Recently I have been doing some relatively advanced math for my Vex robot (some isn’t that hard, some is a little more complicated), and every time I do, I make sure to test out the equations both manually (with a calculator), and in simulation (code them into a computer program and run them with test values on my computer). Once I get them working perfectly, I put them back into the Vex program, check everything out to make sure it’ll theoretically work, build it, load it, and bam, it doesn’t.
These are not mathematical miscalculations, all the math checks out. Neither are they variable overflows, I’m using variables that are plenty large for the application, and type casting them where necessary. These are instances where something just doesn’t work on the controller, and I can’t figure out what.

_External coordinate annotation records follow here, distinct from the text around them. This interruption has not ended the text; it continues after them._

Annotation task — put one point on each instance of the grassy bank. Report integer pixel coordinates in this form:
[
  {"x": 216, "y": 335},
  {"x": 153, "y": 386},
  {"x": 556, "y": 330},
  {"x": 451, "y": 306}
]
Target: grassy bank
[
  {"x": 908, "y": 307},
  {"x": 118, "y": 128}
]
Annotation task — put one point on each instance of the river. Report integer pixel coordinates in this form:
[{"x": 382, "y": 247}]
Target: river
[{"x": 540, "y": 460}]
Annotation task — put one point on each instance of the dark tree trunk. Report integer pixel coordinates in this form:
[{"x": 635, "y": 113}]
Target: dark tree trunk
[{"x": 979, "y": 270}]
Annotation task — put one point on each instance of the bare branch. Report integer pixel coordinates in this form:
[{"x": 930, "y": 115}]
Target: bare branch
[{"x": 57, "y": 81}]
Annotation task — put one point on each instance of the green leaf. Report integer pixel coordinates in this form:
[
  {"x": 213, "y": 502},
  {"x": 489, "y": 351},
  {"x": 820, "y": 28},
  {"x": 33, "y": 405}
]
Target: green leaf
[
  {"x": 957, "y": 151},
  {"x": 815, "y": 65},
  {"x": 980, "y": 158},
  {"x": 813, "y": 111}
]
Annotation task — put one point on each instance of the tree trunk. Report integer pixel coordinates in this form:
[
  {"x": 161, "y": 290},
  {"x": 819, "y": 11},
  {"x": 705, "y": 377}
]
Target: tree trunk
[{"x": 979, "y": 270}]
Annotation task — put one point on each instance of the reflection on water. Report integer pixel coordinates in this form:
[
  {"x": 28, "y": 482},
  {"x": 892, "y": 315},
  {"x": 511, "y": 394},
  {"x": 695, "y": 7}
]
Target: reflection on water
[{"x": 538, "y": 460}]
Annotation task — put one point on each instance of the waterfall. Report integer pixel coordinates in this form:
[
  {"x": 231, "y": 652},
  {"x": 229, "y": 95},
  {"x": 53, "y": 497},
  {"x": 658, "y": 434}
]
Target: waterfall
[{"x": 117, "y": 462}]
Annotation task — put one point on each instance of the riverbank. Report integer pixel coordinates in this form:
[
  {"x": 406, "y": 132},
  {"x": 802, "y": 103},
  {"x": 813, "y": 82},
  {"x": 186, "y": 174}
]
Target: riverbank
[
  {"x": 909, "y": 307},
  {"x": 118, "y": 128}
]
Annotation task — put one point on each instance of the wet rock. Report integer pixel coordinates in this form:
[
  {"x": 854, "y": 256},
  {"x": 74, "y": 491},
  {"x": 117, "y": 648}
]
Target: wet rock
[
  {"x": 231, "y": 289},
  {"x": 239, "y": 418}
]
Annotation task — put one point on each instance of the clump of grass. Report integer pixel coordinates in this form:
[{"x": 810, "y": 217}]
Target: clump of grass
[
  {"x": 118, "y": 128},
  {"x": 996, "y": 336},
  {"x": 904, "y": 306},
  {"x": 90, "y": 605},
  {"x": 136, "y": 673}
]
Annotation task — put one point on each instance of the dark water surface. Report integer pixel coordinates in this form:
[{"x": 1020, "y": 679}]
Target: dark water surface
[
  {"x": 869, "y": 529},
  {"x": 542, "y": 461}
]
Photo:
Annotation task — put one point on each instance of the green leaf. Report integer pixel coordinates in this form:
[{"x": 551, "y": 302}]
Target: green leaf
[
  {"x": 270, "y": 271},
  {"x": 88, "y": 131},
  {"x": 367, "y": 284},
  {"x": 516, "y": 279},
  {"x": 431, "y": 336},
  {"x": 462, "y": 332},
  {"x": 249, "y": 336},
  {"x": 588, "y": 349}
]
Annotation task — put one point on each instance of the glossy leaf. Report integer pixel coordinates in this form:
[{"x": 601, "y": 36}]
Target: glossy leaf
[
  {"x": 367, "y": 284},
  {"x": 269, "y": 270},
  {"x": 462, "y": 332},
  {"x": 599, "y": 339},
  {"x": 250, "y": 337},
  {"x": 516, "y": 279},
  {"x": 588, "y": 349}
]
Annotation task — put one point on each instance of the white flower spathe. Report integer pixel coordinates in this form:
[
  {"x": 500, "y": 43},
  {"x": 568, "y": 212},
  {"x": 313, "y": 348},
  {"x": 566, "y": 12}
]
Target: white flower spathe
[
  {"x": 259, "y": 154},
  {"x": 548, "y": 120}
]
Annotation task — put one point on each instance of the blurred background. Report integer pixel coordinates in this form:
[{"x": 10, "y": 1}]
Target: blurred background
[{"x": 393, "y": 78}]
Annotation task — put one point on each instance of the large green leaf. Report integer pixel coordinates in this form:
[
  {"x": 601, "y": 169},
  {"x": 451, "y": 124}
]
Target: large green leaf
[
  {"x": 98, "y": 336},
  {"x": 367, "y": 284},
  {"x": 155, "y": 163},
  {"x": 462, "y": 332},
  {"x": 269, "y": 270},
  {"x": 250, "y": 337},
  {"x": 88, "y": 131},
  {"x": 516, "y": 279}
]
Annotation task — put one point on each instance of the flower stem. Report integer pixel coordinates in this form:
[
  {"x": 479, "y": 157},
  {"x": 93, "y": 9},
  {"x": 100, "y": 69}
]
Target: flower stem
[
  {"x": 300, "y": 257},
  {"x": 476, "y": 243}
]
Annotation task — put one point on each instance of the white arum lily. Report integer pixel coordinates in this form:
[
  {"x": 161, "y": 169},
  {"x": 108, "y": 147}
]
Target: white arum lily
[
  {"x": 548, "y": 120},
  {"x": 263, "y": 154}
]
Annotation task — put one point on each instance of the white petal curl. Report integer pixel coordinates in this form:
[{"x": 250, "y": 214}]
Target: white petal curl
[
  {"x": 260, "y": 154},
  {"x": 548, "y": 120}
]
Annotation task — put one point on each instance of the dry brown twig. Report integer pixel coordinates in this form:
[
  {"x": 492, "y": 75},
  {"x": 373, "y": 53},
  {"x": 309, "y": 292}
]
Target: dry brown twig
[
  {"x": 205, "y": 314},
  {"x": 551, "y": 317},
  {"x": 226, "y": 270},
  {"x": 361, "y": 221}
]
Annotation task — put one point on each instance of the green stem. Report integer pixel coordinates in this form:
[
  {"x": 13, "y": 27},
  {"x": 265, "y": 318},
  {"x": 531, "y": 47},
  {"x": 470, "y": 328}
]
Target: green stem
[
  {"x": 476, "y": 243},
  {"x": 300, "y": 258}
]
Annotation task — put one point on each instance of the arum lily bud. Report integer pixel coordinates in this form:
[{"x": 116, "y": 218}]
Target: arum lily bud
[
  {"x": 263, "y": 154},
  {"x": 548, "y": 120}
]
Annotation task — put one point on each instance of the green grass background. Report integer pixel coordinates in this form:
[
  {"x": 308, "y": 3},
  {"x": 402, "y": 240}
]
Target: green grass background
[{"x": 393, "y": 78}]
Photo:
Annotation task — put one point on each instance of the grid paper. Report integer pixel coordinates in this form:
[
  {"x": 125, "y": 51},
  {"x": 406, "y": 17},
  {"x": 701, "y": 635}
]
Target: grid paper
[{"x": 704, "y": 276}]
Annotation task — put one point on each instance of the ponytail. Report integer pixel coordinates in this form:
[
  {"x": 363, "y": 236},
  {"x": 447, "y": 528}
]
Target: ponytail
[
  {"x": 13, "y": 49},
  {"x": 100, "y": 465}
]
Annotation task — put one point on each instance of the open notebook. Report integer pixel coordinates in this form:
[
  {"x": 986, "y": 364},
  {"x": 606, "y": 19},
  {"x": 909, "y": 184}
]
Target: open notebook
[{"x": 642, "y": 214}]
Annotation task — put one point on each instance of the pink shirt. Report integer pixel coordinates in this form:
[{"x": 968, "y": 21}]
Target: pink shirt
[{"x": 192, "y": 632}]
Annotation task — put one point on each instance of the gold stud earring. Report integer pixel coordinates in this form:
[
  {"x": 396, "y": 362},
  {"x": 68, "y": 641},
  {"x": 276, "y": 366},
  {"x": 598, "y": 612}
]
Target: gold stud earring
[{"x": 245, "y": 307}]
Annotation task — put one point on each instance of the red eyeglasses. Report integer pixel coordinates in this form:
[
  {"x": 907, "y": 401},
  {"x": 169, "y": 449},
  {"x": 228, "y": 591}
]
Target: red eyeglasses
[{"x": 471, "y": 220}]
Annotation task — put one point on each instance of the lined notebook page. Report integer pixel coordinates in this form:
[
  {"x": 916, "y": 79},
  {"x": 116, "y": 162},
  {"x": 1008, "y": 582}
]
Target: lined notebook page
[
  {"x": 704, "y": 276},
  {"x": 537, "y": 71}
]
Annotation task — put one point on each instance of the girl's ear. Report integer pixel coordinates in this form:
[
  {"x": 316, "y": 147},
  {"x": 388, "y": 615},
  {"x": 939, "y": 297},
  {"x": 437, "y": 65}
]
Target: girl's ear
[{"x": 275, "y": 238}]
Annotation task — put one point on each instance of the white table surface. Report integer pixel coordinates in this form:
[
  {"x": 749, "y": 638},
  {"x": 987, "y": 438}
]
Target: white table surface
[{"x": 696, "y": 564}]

Specifically, the most recent ones have been for my holonomic drive program. I’ve had a holonomic control program working for a while, but recently I added in a scaling algorithm to make the joystick map to the speed and angle of the robot more closely. Basically, the individual wheel speed equations put the wheels at full tilt going forward/backward or left/right, but on the diagonals, there was a limited circle on the joystick you could move around before the equations overflowed the wheel speed variables, so I just capped them. This algorithm removed the need for capping and just scaled everything down to the wheel that was most out of range. In simulation.
In practice, if a wheel value gets out of range, all 4 wheels just stop.
Also, I tried halving the speed of an arm control motor by feeding it ((value-127)/2)+127 (so you can drive the motor slowly with a digital channel). It works great, but only in one direction. If you hit one button, the motor moves in one direction. If you hit the other button, the motor moves in the same direction as before.
Are these compiler errors, firmware errors, or PIC errors? I am, of course, always open to the idea that it’s user error, as it so commonly is, but I’ve checked all of these systems multiple times, and by all rights, it looks as if there’s nothing wrong except the fact that it doesn’t work. I’ve included my most recent program for reference (written in WPILib, the library used in EasyC). Feel free to criticize it all you want, I know my code isn’t pretty.
*As a note, in the code, I use the “~” character to invert unsigned character values. It is a bitwise operand that flips the value of all of the bits in the byte. It is equivalent to subtracting the value from 255.